Militarmente, a situação militar na Ucrânia é agora crítica para as forças ocidentais. A aventura de Kursk foi mais uma linha vermelha violada, com o único significado de produzir um dano de imagem à liderança política de Putin, mas nada mais. Na área central da frente, o exército russo alcançou agora a terceira e última linha defensiva, além da qual não há mais linhas fortificadas. O colapso ucraniano parece ser uma questão de alguns meses, provavelmente destinado a ocorrer na próxima Primavera.

Diante desse cenário, toda a classe dominante ocidental, ou seja, o complexo militar-industrial americano e seus capangas europeus, não conhece um plano B. Isso é um grande erro, pois a política internacional dita que sempre se tenha planos de backup para vários cenários possíveis. Esse erro ocidental tem um peso enorme e poucos ainda o perceberam.

Aqueles que comandam, os EUA, podem se dar ao luxo de violar qualquer linha vermelha com impunidade virtual: eles sabem que Putin não é de forma alguma um louco que quer a destruição planetária e, portanto, não lançará um ataque direto em solo americano. Aqueles que obedecem, Europa, já devastaram seu próprio sistema de produção e estão na linha de frente para ataques direcionados, incluindo nucleares (lembre-se que na doutrina de guerra atual, o uso de bombas atômicas táticas conta como guerra comum, não como o início de uma guerra nuclear).

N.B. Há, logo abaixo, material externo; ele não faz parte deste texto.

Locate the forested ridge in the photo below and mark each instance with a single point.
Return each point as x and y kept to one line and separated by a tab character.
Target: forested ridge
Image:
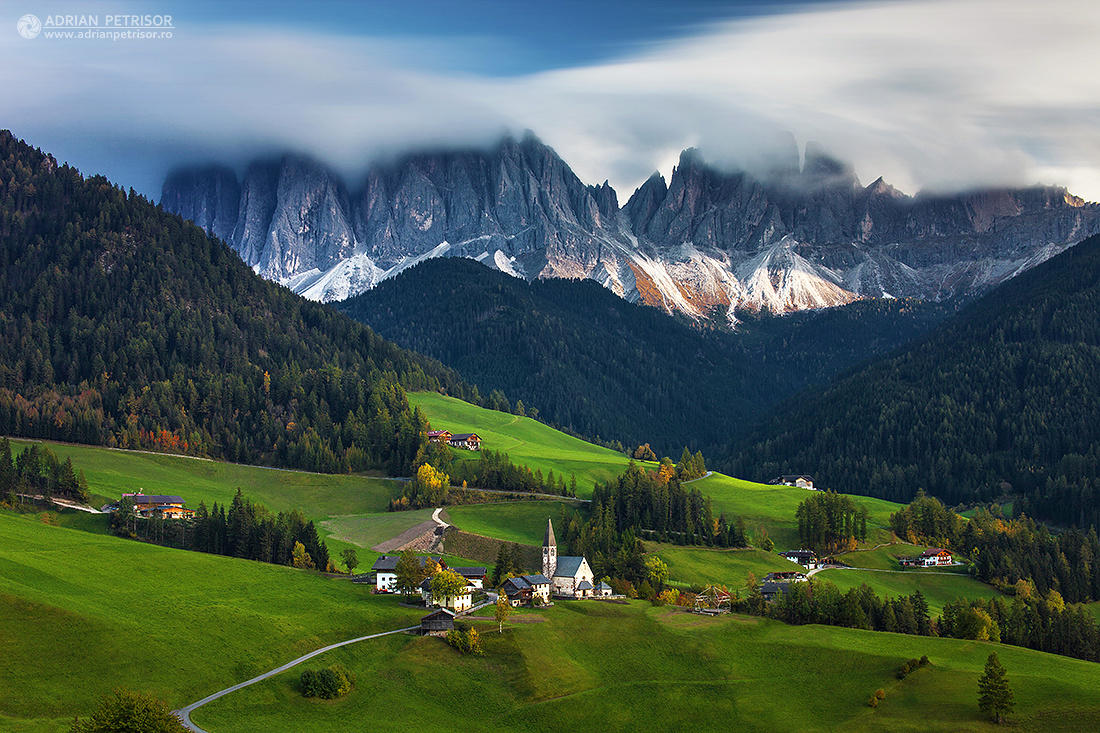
594	364
999	402
122	325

Os EUA estão pressionando pela violação de todas as linhas vermelhas porque têm duas poderosas zonas tampão dispensáveis: primeiro a Ucrânia, depois a Europa.

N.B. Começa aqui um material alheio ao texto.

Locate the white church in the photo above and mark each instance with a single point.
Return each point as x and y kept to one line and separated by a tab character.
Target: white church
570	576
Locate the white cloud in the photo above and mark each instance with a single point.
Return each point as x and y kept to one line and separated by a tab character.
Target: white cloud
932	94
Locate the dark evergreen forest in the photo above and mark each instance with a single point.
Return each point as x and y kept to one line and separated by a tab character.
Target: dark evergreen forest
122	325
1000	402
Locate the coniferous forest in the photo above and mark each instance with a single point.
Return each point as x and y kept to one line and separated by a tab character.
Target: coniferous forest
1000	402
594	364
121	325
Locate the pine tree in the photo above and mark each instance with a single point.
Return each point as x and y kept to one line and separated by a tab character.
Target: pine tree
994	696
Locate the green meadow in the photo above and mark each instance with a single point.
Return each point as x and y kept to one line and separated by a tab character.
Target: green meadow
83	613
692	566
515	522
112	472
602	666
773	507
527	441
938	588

Não é do interesse do Ocidente nem da Ucrânia tornar mais difícil chegar a um acordo que preserve a independência da Ucrânia e ofereça a oportunidade para um futuro próspero. O que a Ucrânia precisa desesperadamente agora não são armas de longo alcance, mas um plano viável para um fim negociado da guerra que dê à Ucrânia uma chance real de se reconstruir.

Cuidado: a Rússia de Putin ainda pode decidir responder militarmente e demonstrar sua superioridade. Caso isso aconteça, o conflito ocorreria na "zona dispensável" eleita pelos EUA, que é chamada de Europa, aproveitando o Artigo 5 do Tratado do Atlântico, envolvendo todos os países europeus. E isso é uma realidade, por mais dura e violenta que seja a carnificina.

Aqui estamos nós às vésperas de mais uma violação da linha vermelha. Vamos ver o quanto o mundo está disposto a arriscar.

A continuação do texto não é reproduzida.